Bhima menambahkan angka Rp 55 triliun masih perlu ditambah untuk kejar ketertinggalan riset dan pengembangan dengan negara lain. LPDP membutuh anggaran setidaknya Rp 296 triliun untuk meningkatkan anggaran riset dan pengembangan hingga dua persen.
“Dikurangi angka yang ada saat ini maka total tambahan anggaran LPDP idealnya Rp 241 triliun,” katanya.
Sementara itu, Guru Besar International Islamic University Malaysia (IIUM) Erry Yulian Adesta mengungkapkan pemerintah Malaysia sangat serius dalam menggarap anggaran riset dan pengembangan (R/D). Saat ini, anggaran riset dan pengembangan Malaysia mencapai RM 400 juta atau setara Rp13,7 triliun.
Menurutnya, anggaran riset dan pengembangan ini menjadi salah satu penyebab melorotnya peringkat universitas-universitas di Indonesia. Berdasarkan Lembaga Pemeringkatan Universitas Dunia, Quacquarelli Symonds (QS) World University Ranking 2018, tiga universitas ternama di Indonesia masuk 500 terbaik di dunia yaitu Universitas Indonesia (UI) di posisi 292, Institut Teknologi Bandung (ITB) di peringkat 359 dan Universitas Gadjah Mada (UGM) berada di 391.

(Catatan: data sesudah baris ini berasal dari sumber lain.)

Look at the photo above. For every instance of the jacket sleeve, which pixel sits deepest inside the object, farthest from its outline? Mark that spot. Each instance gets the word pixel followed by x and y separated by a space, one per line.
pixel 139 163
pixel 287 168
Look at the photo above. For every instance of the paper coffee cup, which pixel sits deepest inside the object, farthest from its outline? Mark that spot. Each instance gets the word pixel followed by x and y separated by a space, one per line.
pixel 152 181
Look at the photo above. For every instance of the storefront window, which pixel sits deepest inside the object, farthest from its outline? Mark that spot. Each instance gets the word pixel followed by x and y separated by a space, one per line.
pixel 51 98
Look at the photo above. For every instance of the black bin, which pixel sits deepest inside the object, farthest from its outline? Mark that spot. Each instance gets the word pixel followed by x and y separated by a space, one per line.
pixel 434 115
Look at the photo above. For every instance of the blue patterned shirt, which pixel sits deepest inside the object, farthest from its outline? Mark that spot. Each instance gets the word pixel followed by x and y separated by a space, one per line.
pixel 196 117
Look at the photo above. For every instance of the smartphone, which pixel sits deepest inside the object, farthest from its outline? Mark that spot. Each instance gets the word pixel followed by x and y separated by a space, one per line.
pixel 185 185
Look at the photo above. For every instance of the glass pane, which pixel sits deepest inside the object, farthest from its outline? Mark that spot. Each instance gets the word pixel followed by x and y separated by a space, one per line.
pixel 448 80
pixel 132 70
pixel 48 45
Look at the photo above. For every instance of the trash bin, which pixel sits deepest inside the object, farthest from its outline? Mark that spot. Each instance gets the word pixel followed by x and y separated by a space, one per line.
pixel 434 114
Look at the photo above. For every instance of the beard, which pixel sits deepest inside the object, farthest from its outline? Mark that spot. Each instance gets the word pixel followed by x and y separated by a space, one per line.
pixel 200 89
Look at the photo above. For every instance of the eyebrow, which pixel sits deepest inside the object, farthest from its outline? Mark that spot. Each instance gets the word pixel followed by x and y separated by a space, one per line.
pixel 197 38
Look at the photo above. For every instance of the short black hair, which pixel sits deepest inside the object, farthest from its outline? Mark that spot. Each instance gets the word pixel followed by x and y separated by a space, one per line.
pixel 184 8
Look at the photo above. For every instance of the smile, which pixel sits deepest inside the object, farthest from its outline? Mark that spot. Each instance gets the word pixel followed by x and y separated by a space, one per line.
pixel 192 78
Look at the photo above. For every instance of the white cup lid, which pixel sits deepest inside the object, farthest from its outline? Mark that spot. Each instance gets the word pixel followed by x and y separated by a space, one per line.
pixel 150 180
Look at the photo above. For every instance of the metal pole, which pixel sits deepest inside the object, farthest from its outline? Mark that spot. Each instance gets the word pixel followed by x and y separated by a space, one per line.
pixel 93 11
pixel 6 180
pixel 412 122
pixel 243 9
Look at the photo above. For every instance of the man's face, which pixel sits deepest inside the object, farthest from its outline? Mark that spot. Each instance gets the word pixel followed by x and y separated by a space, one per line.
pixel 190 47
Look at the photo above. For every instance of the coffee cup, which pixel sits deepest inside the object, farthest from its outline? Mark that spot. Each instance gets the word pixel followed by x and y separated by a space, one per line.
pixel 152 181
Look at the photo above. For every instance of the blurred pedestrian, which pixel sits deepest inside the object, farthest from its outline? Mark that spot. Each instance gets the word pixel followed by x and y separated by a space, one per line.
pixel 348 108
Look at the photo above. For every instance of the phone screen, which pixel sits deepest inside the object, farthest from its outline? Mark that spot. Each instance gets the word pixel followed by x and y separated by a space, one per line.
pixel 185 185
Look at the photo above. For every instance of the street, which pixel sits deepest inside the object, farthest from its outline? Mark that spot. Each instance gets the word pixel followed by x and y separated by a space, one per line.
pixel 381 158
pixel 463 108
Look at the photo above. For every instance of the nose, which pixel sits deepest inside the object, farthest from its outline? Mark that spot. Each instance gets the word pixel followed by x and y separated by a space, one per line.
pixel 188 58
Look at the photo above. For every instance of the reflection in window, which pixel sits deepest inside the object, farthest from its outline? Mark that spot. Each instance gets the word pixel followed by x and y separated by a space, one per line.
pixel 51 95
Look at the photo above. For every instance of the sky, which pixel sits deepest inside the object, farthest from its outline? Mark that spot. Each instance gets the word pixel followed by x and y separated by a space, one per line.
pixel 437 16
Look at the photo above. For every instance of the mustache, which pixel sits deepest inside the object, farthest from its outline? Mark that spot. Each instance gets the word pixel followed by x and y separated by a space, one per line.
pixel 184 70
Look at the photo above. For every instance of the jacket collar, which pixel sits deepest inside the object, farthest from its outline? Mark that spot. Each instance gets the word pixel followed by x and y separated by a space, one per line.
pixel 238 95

Namun, posisi dua universitas melorot dibanding tahun lalu. Pada 2017, UI menduduki peringkat 277 dunia, ITB berada di 331. Sementara, UGM malah mengalami kinerja positif dari posisi 410 di tahun sebelumnya.
“Dari angka RM 400 juta, RM 30 juta untuk menjalin riset dengan industri dan pihak internasional. Dana yang dialokasikan itu harus mampu dikelola dengan prinsip dan luaran yang jelas dan terukur serta memiliki dampak. Bukan sekedar ritual melakukan riset sekedar mengisi Beban Kerja Dosen (BKD) seperti yang terjadi saat ini. Riset ada ekosistemnya yang saling bergantung satu sama lain. Dana riset yang kita miliki sudahlah terbatas penggunaannya pun serampangan tidak jelas inginnya apa,” ujar Erry.
Jika di Malaysia, lanjut Erry, penggunaan dana riset dan pengembangan ini bisa dipantau melalui aplikasi, MyGrants. Sehingga, penggunaan dananya bisa efektif dan efisien.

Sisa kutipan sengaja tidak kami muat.